NetWitness Community

Using the manual command to retrieve time from the NTP server. Yes, the admin server time is deviating and I believe that all other appliances are keeping time with the admin server due to the fact that they all deviate at the same rate. Suppose I could test that theory by just syncing the admin server and see if the others follow suit. 

So, the admin server is the one with the issue. Once I manually sync the admin server to the NTP server, the others follow suit after a brief time period (I believe about 10 minutes or so). 

Can you confirm that the NTPd service is running and pointing to an active NTP source? If it is pointing correctly, do you see any errors in /var/log/messages about communication issues?

Yes, I can confirm that NTPd service is active (running). It is also pointed correctly and not noticing anything about comm issues.

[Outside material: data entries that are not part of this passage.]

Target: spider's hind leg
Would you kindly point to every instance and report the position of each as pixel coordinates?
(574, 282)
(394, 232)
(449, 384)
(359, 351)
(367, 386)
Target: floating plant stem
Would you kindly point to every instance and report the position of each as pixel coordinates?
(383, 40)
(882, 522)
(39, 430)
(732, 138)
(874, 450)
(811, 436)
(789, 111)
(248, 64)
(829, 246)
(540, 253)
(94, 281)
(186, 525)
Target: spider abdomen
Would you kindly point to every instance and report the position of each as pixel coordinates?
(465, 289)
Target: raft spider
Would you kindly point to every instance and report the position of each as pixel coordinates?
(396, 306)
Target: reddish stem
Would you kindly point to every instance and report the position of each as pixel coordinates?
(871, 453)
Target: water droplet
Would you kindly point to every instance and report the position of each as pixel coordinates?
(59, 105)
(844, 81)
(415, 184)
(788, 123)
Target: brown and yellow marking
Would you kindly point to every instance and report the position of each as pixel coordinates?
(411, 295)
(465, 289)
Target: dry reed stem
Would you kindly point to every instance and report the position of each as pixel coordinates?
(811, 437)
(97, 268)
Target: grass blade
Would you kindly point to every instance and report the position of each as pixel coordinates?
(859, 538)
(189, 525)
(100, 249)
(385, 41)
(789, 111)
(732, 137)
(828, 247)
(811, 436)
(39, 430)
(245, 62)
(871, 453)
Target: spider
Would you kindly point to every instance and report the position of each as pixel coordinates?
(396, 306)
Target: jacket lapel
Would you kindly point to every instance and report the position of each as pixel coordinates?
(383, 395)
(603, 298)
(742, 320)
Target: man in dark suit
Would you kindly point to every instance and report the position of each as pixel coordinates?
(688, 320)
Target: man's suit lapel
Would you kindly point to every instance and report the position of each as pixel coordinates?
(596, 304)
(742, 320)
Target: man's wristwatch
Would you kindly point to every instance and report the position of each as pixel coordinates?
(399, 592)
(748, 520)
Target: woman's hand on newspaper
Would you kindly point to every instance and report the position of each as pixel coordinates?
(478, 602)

@B_Hill can you confirm that all the devices are pointing to the same NTP source? I've seen customers have a couple of different NTP sources and they not be in sync like you would think they should be. If they are all pointing at the same source and yet are still deviating, can you confirm if your NetWitness servers are on CentOS 7 (12.3.x and below) or the newer Alma Linux (12.4.x and above)?

All devices are not pointing to the NTP source. Only the Node 0 points to the NTP source and the others are getting time from the Node 0, which they are doing correctly. So, just the Node 0 is the one with time accuracy issues and the others just follow whatever his time is, so are also inaccurate. Currently still on CentOS 7, although soon to be on Alma. Hoping within the next 2 months to make the switch to Alma. Also hoping that the switch will address this timing issue as I have not been able to find a fix. Ticket opened with Netwitness.

@B_Hill 

The NTP source that the Node0 is pointing to, is it internal or external source? Can you change the NTP to another source and see if that changes anything? So all the NetWitness servers are staying in sync with each other just that all of them are off by the same amount due to the Node0 being off. You mentioned about needing to go into all 8 devices to update the NTP so it sounded like they were using a different source than Node0.

So if you only update Node0 do the other devices update correctly automatically if left to poll Node0? Can you tell from the logs how often that NTP is polling the time source? The default should be every 60 seconds or so.

NTP source is internal. The other 3 networks that I manage have a secondary NTP source, but this one only has one. Changing it wouldn't do any good because when I force the Node 0 to sync, it syncs to the correct time.

At one point, I did go in and manually sync all 8 servers w/NTP source. After that, I figured out the 7 servers all get their time from Node 0 and that Node 0 is the only one to get time from the NTP source. Yes, the other devices all update appropriately off of Node 0. Once I manually force Node 0 to sync to NTP source, all other devices fall in line. Then, time slowly starts slipping again at the rate of about 7-8 seconds per day. 

According to ntpstat, polling the NTP server occurs every 64 seconds.